Using devices such as Jawbone Up, Nike FuelBand, and Fitbit it is now possible to collect a large amount of data about personal activity relatively inexpensively. These type of devices are part of the quantified self movement - a group of enthusiasts who take measurements about themselves regularly to improve their health, to find patterns in their behavior, or because they are tech geeks. One thing that people regularly do is quantify how much of a particular activity they do, but they rarely quantify how well they do it. In this project, your goal will be to use data from accelerometers on the belt, forearm, arm, and dumbell of 6 participants. They were asked to perform barbell lifts correctly and incorrectly in 5 different ways. More information is available from the website here: http://groupware.les.inf.puc-rio.br/har (see the section on the Weight Lifting Exercise Dataset).

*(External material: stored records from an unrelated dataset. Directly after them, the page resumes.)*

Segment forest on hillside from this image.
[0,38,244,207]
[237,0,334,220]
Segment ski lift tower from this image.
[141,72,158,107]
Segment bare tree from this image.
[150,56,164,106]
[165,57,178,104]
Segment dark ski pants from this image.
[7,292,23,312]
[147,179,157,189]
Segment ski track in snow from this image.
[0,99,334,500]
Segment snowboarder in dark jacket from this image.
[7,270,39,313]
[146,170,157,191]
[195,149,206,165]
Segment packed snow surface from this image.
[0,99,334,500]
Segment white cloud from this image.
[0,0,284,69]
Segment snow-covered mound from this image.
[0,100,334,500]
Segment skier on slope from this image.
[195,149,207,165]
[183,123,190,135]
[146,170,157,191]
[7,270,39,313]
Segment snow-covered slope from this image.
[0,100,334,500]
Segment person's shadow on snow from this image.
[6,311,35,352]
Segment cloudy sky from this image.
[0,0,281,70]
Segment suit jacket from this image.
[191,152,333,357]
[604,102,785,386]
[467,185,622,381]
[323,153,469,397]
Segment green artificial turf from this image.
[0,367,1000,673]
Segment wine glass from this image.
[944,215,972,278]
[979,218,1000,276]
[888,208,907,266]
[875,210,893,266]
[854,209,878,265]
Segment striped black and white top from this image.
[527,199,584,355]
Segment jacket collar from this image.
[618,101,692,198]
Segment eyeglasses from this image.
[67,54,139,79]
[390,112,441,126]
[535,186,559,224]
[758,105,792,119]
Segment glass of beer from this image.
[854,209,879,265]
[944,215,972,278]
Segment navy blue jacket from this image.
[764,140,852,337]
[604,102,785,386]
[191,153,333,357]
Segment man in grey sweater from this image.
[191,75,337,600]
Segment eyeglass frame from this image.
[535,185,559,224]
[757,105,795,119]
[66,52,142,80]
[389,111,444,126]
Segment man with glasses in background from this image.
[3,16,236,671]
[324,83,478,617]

The training data for this project are available here: https://d396qusza40orc.cloudfront.net/predmachlearn/pml-training.csv
The test data are available here: https://d396qusza40orc.cloudfront.net/predmachlearn/pml-testing.csv
The data for this project come from this source: http://groupware.les.inf.puc-rio.br/har. If you use the document you create for this class for any purpose please cite them as they have been very generous in allowing their data to be used for this kind of assignment.
The goal of this project is to predict the manner in which they did the exercise. This is the “classe” variable in the training set. Any of the other variables can be used to predict with.
library(caret)
## Warning: package 'caret' was built under R version 3.1.2
## Loading required package: lattice
## Loading required package: ggplot2
library(rpart)
library(rpart.plot)
## Warning: package 'rpart.plot' was built under R version 3.1.2
library(RColorBrewer)
library(rattle)
## Warning: package 'rattle' was built under R version 3.1.2
## Rattle: A free graphical interface for data mining with R.
## Version 3.3.0 Copyright (c) 2006-2014 Togaware Pty Ltd.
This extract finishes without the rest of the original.